Le paysage médiatique est pluriel et généralement indépendant. À la fin de 2021, il était composé de 191 radios, 23 chaînes de télévision, 229 journaux, 24 magazines et 11 télévisions numériques satellitaires. À côté de la chaîne de radiotélévision publique SLBC, les médias privés les plus importants sont la chaîne de télévision AYV TV, la radio Democracy, les journaux Awoko, Standard Times Newspapers et NewsWatch Magazine. Les radios communautaires couvrent une importante partie du territoire national et restent accessibles à une large part de la population.
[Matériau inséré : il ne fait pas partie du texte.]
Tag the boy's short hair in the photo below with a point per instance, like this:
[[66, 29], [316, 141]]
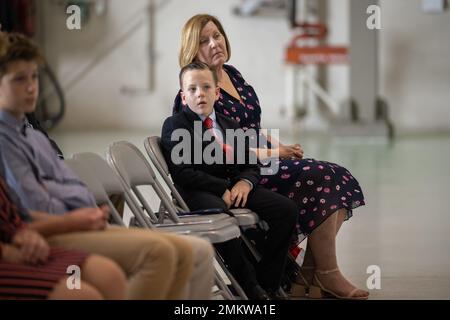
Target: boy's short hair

À l'exception des fournisseurs de services de télévision satellitaire (DSTV) et de télévision digitale (DTV), l’accès au contenu des journaux en ligne et aux programmes de radio et de télévision n’est pas payant.

Contexte politique

La majorité des médias échappe au contrôle direct des hommes politiques qui, au titre de la loi, ne sont autorisés qu’à créer des journaux, et non des stations de radio et des chaînes de télévision. Malgré cette disposition, les médias restent soumis à leur influence du fait de leur manque de moyens et surtout de la faible capacité de gestion de la plupart de leurs promoteurs.

Cadre légal

En 2020, la disposition criminalisant la diffamation dans la loi de 1965 sur l’ordre public a été abrogée. La création et la régulation des médias sont assurées par la Commission indépendante des médias (IMC en anglais), un organisme indépendant du gouvernement et de tout contrôle politique. Le champ d’application de la loi a été révisé afin que les médias, notamment ceux en ligne accordant une place importante au sensationnel dans leur traitement de l’information, ne soient pas reconnus. 

Contexte économique

La plupart des médias sont concentrés dans la capitale, Freetown. La majorité des journalistes ne reçoivent pas un salaire raisonnable et n'ont pas l'équipement nécessaire pour travailler convenablement - une situation dont tirent avantage les hommes politiques qui peuvent influencer les contenus éditoriaux en échange d’un soutien financier, matériel ou logistique. Généralement, les médias survivent grâce aux revenus publicitaires, alors que le marché est très restreint. Le gouvernement, principal annonceur, accuse beaucoup de retard dans le paiement des factures de publicité. 

Sécurité

Les médias opèrent dans un environnement relativement sûr. Les journalistes n’échappent toutefois pas au harcèlement, aux arrestations et aux détentions arbitraires par la police, qui peut confisquer leur matériel. La principale menace à la sécurité des journalistes reste l’action des hommes politiques qui, souvent, entravent leur travail ou tentent de les contrôler en utilisant les services de la police.